This is a 10 step guide to help prevent you from catching the flu or swine flu this flu season. I appreciate the input from Dr Dave Woynarowski in preparing this guide.
- Wash you hands and wash them often.
- Keep your hands out of your mouth and your nose.
- Do not count on the shots to give you complete immunity; rather, be an active participant in flu prevention.
- Eat well, get plenty of rest (7-8 hours per night) in order that your immune system can be at full strength.
- The normal flu season is from October through April. Swine flu can be sporadic and hit at any time, especially if you are around someone who has been to an infected area or has recently had swine flu. The CDC now says that you may infect someone up to 18 days after all symptoms are gone away (swine flu).

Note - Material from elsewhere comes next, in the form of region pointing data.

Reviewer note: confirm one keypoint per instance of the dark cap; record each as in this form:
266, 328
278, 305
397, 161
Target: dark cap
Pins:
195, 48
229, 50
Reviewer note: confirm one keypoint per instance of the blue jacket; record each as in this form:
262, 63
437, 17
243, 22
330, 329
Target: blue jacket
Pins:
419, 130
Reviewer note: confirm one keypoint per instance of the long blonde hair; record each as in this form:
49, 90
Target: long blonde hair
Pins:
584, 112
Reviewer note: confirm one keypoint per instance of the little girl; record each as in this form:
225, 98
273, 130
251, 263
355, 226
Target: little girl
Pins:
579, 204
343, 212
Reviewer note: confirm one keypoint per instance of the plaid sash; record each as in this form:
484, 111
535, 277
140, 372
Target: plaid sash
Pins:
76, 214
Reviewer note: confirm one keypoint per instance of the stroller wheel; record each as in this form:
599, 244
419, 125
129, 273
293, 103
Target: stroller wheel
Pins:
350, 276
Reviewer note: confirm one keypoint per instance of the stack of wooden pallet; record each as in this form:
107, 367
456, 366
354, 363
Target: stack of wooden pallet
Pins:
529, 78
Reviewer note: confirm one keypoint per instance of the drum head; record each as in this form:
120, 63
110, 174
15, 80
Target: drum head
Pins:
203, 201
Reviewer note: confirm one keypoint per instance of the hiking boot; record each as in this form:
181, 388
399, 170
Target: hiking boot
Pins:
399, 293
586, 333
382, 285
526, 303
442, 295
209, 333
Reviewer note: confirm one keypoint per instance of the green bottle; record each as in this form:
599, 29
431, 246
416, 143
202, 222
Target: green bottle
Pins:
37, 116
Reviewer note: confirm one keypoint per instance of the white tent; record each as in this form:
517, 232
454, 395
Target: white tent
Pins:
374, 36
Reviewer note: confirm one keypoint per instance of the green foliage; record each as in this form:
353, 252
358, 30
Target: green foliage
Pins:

- The flu virus (swine or not) mutates rapidly and changes much faster than we can ever hope to develop an effective vaccine given our present technology, thus, the hope is that the vaccine will give you “some immunity”.
- Avoid sick areas (hospitals, nursing homes, etc) as much as possible. Swine flu has not seemed to affect the elderly up to this time.
- If you are sick to begin with (diabetes, heart disease, lung disease,cancer, etc) and you thus have a compromised immune system, be especially aggressive concerning numbers 1-7 above.
- If you are over 60 years of age, you probably should get a flu shot, according to the CDC. There may be several different flu shots this season.
- Flu shots can make you sick sometimes, so check with your physician if he/she believes you should have one. Always remember, getting sick is better than dying.